In the New Testament, the people of God are called by the name “church.” The English word “church” can be used to describe both a local congregation or all Christians everywhere. In contemporary use, the word is also used to describe buildings and denominations. In these latter ways, the English word “church” does not exactly parallel the Greek word in the New Testament.   The word from which “church” is translated, ekklasia, occurs 114 times in the New Testament. No other word translates into the English word “church.” But the Greek word, ekklasia was used in the New Testament period to describe more than the gatherings of Christians. The word was often used in Greek cities to refer to assemblies called to perform specific tasks. In Acts 7:38 and Hebrews 2:12, ekklasia is used to describe Old Testament assemblies. Luke uses ekklasia three times in Acts 19 to describe the riot which gathers in an amphitheater in Ephesus to deal with Paul. The remaining 109 uses of the word in the New Testament refer to a Christian assembly.  

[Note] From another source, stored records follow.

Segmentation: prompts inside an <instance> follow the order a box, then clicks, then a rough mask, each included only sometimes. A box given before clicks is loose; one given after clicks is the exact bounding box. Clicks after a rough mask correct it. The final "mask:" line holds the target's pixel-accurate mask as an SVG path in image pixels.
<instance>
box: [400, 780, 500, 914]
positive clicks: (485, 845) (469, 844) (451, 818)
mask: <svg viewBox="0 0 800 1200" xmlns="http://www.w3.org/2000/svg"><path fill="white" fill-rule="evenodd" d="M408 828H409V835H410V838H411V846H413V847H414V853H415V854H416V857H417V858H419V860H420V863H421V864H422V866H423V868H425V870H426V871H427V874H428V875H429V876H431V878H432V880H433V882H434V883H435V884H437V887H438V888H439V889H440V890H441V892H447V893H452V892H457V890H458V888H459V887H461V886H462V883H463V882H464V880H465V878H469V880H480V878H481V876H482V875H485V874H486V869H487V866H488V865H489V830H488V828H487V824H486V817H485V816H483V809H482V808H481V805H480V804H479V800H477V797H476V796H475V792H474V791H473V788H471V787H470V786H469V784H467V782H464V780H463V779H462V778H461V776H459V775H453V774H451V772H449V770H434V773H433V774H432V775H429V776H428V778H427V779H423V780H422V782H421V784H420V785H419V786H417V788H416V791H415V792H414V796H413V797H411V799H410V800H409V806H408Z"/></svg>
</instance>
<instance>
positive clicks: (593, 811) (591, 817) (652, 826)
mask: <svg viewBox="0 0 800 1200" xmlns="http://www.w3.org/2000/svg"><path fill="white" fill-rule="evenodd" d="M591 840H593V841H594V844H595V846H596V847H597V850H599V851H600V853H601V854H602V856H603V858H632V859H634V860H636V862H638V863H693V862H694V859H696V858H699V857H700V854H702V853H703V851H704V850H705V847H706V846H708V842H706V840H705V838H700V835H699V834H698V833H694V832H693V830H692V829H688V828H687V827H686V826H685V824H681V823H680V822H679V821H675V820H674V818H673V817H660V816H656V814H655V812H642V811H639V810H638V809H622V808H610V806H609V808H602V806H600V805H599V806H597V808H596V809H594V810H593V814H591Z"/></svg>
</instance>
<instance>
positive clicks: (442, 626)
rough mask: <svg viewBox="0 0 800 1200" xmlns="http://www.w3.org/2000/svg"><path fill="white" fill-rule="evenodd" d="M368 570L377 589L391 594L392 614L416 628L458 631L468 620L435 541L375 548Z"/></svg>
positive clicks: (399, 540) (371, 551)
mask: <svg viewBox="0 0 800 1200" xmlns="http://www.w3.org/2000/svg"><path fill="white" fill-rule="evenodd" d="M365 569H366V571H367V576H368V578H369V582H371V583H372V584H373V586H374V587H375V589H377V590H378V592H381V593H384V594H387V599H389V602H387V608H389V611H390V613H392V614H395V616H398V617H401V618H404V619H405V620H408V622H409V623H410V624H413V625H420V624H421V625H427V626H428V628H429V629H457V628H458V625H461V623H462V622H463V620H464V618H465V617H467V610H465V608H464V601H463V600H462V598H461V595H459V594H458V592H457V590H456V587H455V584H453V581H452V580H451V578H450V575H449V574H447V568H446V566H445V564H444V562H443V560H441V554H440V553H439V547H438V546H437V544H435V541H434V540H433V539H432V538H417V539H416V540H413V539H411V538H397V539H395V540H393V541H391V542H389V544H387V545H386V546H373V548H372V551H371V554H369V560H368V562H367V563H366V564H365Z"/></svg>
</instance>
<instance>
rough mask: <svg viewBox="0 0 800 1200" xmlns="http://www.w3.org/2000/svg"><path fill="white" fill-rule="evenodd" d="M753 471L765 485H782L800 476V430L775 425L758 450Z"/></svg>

Taken together, the images used in the New Testament present a rich theology of the church. The church is the people of God, the new creation, the fellowship and, of course, the body of Christ. In this fellowship are those people who have accepted and entered into the reign of God. This reign is not entered into by nations, or even families, but by individuals (see Mark 3:31-35; cf. Matt. 10:37). According to Jesus’ parable in Matthew 21, the Kingdom of God was taken from the Jews and given to a people, as Jesus said “who will produce its fruit.” The relationship between the kingdom and church can therefore be defined, The kingdom of God creates the church. True Christians “constitute a Kingdom in their relation to God in Christ as their Ruler, and a Church in their separateness from the world in devotion to God, and in their organic union with one another.